Il leur fallut longtemps pour crucifier le gosse. Pas parce qu’il leur faisait des difficultés ; en réalité, il se montrait presque coopératif. Non, leur problème était de parvenir à enfoncer les clous dans ses paumes : sans arrêt, ils rencontraient des os.

Et durant tout ce temps, le gamin ne cessait de marmonner.

— Il pleure après sa mère, commenta le plus jeune.

La fille se pencha et constata avec surprise :

— Il prie.

Elle s’attendait à quoi, à une chanson ?

— C’est bientôt le jour, annonça le père en levant le marteau.

De fait, les premiers rayons de l’aube qui tombaient à l’oblique sur la petite colline et éclaboussaient de leur lumière la silhouette clouée sur la croix ressemblaient presque à un témoignage de sollicitude.

 

— Pourquoi tu n’es pas encore crevé, merde ?

Que répondre ? J’eus envie de lui dire : J’ai vraiment fait le maximum, je voulais mourir.

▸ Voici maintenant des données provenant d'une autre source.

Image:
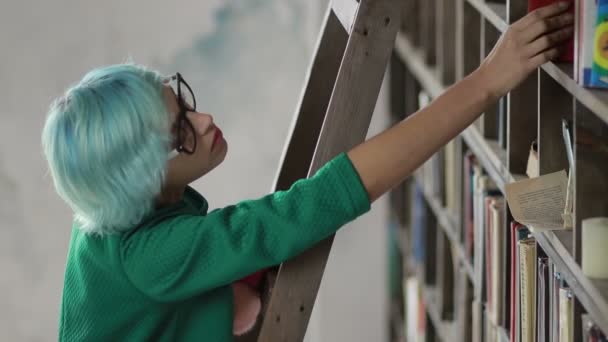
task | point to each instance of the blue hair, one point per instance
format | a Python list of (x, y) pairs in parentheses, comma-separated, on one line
[(106, 142)]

Honnêtement, survivre ne figurait pas dans mes intentions.

Malachy était mon vieil ennemi juré, ma Némésis, et, comme cela se produisait entre les meilleurs ennemis irlandais du temps jadis, un jour, je lui avais même sauvé la mise.

C’était le plus gros fumeur que j’aie jamais rencontré, et Dieu sait que j’en ai connu. Il allumait justement une cigarette au mégot de la précédente.

— Ce pauvre connard qu’ils ont tué, c’était pas le bon.

Joli, dans la bouche d’un prêtre, non ? Mais Malachy n’avait jamais respecté la moindre règle cléricale qui soit parvenue jusqu’à moi. Il parlait de Cody, un jeune que je considérais comme mon fils par procuration. Il avait arrêté les balles qui m’étaient destinées1. Il était toujours dans le coma et ses chances de survie oscillaient entre très faibles et quasiment inexistantes.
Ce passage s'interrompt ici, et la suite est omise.